Tuesday, June 25, 2019
Exhibit Hall C (Marriott Wardman Park Hotel)

Presenter: Edward Osei

Co-Author: Syed Jafri


Patient accessibility to health care is directly correlated with proximity to actively practicing health care providers and inversely proportional to the number of patients competing for the same care. However, since the effective number of actively practicing health care providers available to patients is limited by patient travel constraints, physician location choices significantly impact patient accessibility to health care.

This paper presents a model of county-level physician location choice given state-level aggregate physician supply. We model physician location choice as a function of patient population density, overall income of the county, expected physician compensation, proximity to schools, hospitals, and other services, and the number of physicians of the same specialty that are already practicing in the area.

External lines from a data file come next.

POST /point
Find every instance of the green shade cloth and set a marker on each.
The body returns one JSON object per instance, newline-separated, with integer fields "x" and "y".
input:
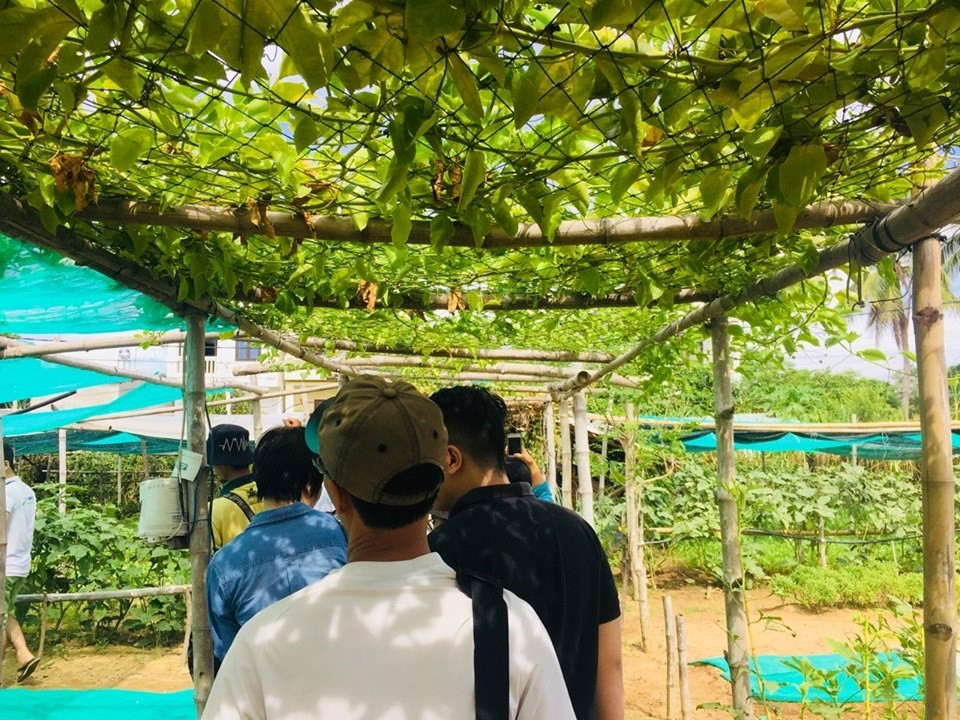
{"x": 24, "y": 378}
{"x": 42, "y": 292}
{"x": 94, "y": 441}
{"x": 96, "y": 705}
{"x": 783, "y": 679}
{"x": 140, "y": 397}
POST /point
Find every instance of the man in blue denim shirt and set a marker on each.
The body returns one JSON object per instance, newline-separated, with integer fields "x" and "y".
{"x": 287, "y": 546}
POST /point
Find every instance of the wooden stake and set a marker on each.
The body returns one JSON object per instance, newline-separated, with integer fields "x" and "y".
{"x": 938, "y": 483}
{"x": 582, "y": 437}
{"x": 670, "y": 631}
{"x": 566, "y": 456}
{"x": 3, "y": 554}
{"x": 187, "y": 626}
{"x": 550, "y": 432}
{"x": 62, "y": 479}
{"x": 44, "y": 605}
{"x": 738, "y": 655}
{"x": 633, "y": 489}
{"x": 193, "y": 403}
{"x": 686, "y": 706}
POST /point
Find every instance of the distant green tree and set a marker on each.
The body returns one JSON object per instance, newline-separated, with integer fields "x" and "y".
{"x": 816, "y": 396}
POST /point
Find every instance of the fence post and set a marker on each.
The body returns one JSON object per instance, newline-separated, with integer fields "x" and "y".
{"x": 193, "y": 407}
{"x": 938, "y": 485}
{"x": 738, "y": 656}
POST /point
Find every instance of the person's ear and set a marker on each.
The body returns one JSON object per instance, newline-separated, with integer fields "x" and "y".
{"x": 454, "y": 459}
{"x": 340, "y": 499}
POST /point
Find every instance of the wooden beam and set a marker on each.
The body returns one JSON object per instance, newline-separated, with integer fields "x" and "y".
{"x": 492, "y": 302}
{"x": 604, "y": 231}
{"x": 464, "y": 353}
{"x": 921, "y": 216}
{"x": 173, "y": 337}
{"x": 20, "y": 221}
{"x": 734, "y": 589}
{"x": 939, "y": 488}
{"x": 582, "y": 441}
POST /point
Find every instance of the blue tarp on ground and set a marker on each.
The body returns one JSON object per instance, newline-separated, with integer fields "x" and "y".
{"x": 783, "y": 681}
{"x": 96, "y": 705}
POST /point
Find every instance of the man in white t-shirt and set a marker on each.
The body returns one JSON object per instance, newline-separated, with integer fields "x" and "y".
{"x": 389, "y": 636}
{"x": 21, "y": 513}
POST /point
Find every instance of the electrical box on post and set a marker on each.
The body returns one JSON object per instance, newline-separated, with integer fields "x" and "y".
{"x": 165, "y": 504}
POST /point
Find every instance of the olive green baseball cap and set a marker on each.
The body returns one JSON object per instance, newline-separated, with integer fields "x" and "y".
{"x": 376, "y": 429}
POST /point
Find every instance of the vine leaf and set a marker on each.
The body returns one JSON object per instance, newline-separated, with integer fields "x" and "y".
{"x": 426, "y": 19}
{"x": 474, "y": 171}
{"x": 466, "y": 83}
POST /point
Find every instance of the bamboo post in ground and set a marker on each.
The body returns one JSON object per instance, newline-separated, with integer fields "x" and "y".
{"x": 193, "y": 408}
{"x": 44, "y": 606}
{"x": 62, "y": 479}
{"x": 3, "y": 554}
{"x": 145, "y": 458}
{"x": 187, "y": 625}
{"x": 822, "y": 543}
{"x": 582, "y": 437}
{"x": 738, "y": 656}
{"x": 938, "y": 483}
{"x": 119, "y": 479}
{"x": 670, "y": 632}
{"x": 632, "y": 490}
{"x": 566, "y": 456}
{"x": 686, "y": 706}
{"x": 550, "y": 432}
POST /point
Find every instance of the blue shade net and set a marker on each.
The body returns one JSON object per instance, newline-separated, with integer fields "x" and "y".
{"x": 785, "y": 678}
{"x": 96, "y": 705}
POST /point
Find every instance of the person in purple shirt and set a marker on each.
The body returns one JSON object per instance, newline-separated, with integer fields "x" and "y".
{"x": 287, "y": 546}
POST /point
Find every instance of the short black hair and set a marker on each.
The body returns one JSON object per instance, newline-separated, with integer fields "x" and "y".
{"x": 475, "y": 419}
{"x": 283, "y": 465}
{"x": 518, "y": 470}
{"x": 414, "y": 480}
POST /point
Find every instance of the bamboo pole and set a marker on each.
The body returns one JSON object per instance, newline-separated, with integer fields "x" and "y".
{"x": 550, "y": 431}
{"x": 62, "y": 468}
{"x": 145, "y": 458}
{"x": 172, "y": 337}
{"x": 193, "y": 402}
{"x": 686, "y": 706}
{"x": 938, "y": 483}
{"x": 100, "y": 595}
{"x": 119, "y": 479}
{"x": 126, "y": 374}
{"x": 584, "y": 475}
{"x": 606, "y": 231}
{"x": 923, "y": 214}
{"x": 566, "y": 456}
{"x": 670, "y": 632}
{"x": 738, "y": 656}
{"x": 3, "y": 553}
{"x": 463, "y": 353}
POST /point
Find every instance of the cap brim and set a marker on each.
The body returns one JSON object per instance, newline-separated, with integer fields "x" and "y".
{"x": 311, "y": 432}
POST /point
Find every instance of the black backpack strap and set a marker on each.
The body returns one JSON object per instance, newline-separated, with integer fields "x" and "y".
{"x": 240, "y": 503}
{"x": 491, "y": 646}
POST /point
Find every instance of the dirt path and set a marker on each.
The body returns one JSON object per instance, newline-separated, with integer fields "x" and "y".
{"x": 792, "y": 631}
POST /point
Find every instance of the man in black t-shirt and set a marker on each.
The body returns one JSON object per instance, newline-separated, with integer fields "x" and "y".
{"x": 544, "y": 553}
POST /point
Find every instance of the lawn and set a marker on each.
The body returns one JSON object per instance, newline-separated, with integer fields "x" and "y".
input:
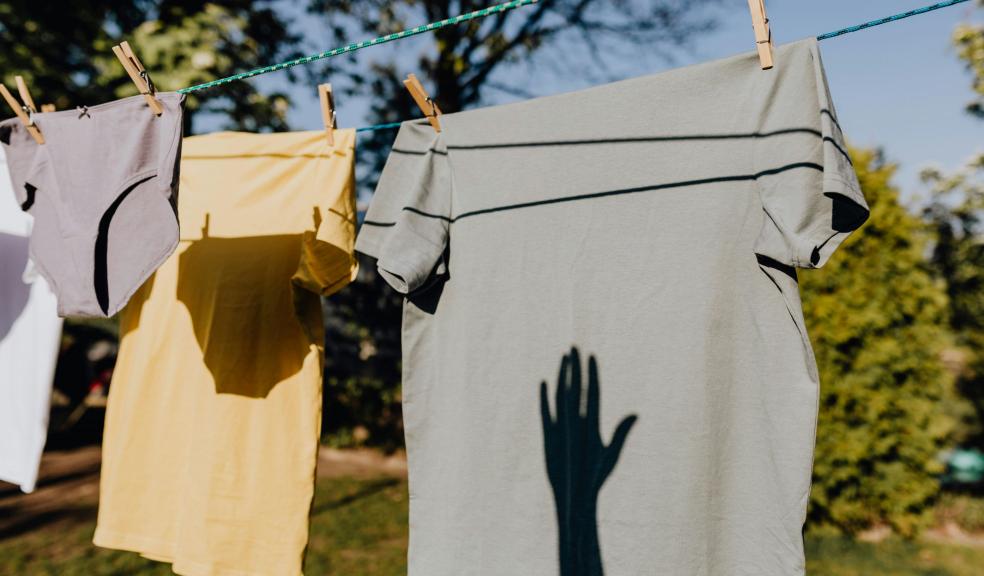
{"x": 359, "y": 529}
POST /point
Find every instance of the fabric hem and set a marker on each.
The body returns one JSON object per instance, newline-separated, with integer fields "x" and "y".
{"x": 148, "y": 548}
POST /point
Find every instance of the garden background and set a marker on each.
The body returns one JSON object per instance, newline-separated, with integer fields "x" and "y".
{"x": 896, "y": 318}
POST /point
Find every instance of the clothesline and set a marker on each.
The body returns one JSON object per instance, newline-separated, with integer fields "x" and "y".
{"x": 364, "y": 44}
{"x": 499, "y": 8}
{"x": 826, "y": 36}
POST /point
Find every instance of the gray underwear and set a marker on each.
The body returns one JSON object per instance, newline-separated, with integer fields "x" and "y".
{"x": 103, "y": 191}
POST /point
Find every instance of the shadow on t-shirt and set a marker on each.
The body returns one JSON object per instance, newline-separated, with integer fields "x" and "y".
{"x": 13, "y": 262}
{"x": 578, "y": 462}
{"x": 245, "y": 310}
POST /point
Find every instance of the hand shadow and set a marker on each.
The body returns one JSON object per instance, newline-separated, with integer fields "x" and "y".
{"x": 578, "y": 463}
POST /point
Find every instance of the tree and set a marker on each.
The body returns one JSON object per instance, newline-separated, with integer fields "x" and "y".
{"x": 878, "y": 321}
{"x": 954, "y": 213}
{"x": 68, "y": 61}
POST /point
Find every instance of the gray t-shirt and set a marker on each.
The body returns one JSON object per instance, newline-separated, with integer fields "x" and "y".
{"x": 605, "y": 362}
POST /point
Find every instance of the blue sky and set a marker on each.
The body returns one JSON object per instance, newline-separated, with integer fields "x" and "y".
{"x": 898, "y": 86}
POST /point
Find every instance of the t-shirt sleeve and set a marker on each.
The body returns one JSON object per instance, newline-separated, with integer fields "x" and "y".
{"x": 406, "y": 226}
{"x": 807, "y": 184}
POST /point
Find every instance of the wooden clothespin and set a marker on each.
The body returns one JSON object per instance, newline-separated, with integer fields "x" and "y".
{"x": 424, "y": 102}
{"x": 328, "y": 111}
{"x": 25, "y": 94}
{"x": 23, "y": 111}
{"x": 134, "y": 68}
{"x": 763, "y": 32}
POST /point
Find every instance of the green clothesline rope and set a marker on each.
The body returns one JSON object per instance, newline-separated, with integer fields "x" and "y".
{"x": 888, "y": 19}
{"x": 826, "y": 36}
{"x": 482, "y": 14}
{"x": 364, "y": 44}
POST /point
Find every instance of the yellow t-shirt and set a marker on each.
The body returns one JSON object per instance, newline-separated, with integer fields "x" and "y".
{"x": 214, "y": 413}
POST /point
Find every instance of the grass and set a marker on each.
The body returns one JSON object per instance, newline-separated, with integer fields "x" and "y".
{"x": 358, "y": 528}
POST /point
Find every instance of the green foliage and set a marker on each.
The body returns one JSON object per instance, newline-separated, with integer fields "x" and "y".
{"x": 362, "y": 395}
{"x": 65, "y": 52}
{"x": 954, "y": 216}
{"x": 877, "y": 319}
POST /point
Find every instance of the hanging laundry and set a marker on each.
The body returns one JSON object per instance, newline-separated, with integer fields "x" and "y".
{"x": 606, "y": 368}
{"x": 103, "y": 192}
{"x": 30, "y": 329}
{"x": 214, "y": 415}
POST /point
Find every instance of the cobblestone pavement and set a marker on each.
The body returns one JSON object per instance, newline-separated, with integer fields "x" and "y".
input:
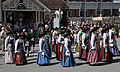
{"x": 55, "y": 65}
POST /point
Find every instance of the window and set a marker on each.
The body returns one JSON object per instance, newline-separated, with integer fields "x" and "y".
{"x": 106, "y": 12}
{"x": 115, "y": 12}
{"x": 21, "y": 6}
{"x": 90, "y": 12}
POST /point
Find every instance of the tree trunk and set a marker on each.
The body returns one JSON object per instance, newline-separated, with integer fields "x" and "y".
{"x": 0, "y": 10}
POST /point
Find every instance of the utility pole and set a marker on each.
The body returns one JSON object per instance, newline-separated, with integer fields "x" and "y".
{"x": 0, "y": 10}
{"x": 84, "y": 10}
{"x": 100, "y": 6}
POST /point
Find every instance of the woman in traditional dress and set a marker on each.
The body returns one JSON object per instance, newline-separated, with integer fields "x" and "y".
{"x": 9, "y": 48}
{"x": 67, "y": 59}
{"x": 47, "y": 43}
{"x": 93, "y": 55}
{"x": 42, "y": 57}
{"x": 60, "y": 45}
{"x": 112, "y": 42}
{"x": 105, "y": 50}
{"x": 84, "y": 49}
{"x": 20, "y": 58}
{"x": 79, "y": 39}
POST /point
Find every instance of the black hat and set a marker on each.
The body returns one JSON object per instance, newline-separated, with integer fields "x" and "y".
{"x": 20, "y": 36}
{"x": 94, "y": 29}
{"x": 62, "y": 32}
{"x": 9, "y": 32}
{"x": 86, "y": 29}
{"x": 112, "y": 26}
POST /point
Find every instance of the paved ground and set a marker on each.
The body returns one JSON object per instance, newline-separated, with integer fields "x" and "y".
{"x": 55, "y": 66}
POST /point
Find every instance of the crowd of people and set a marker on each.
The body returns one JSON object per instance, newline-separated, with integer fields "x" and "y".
{"x": 95, "y": 42}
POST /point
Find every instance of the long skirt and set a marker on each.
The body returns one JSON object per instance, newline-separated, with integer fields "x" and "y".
{"x": 42, "y": 59}
{"x": 114, "y": 49}
{"x": 20, "y": 58}
{"x": 53, "y": 46}
{"x": 67, "y": 61}
{"x": 77, "y": 47}
{"x": 83, "y": 53}
{"x": 59, "y": 54}
{"x": 9, "y": 55}
{"x": 106, "y": 53}
{"x": 93, "y": 56}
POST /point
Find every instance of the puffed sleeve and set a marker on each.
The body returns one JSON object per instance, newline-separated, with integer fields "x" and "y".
{"x": 92, "y": 41}
{"x": 16, "y": 45}
{"x": 40, "y": 45}
{"x": 59, "y": 39}
{"x": 66, "y": 43}
{"x": 83, "y": 39}
{"x": 24, "y": 45}
{"x": 104, "y": 39}
{"x": 6, "y": 42}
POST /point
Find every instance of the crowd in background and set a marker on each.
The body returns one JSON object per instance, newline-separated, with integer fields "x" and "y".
{"x": 93, "y": 41}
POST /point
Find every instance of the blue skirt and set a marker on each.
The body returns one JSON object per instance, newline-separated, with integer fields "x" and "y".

We estimate the model using monthly emergency medicine (EM) physician data from the 2010 – 2018 Texas Medical Board physician licensure files. The model performs very well in predicting county level location choices of EM physicians in Texas, and is subsequently used to generate county-level projections of EM physician supply in Texas.

The model results indicate that physicians, particularly younger physicians continue to prefer larger cities, where there is a relative abundance of services needed for young families. In fact, after controlling for physician compensation and overall income levels, the data indicate that physicians still show preference to urban centers as compared to rural counties due to the other location-based factors.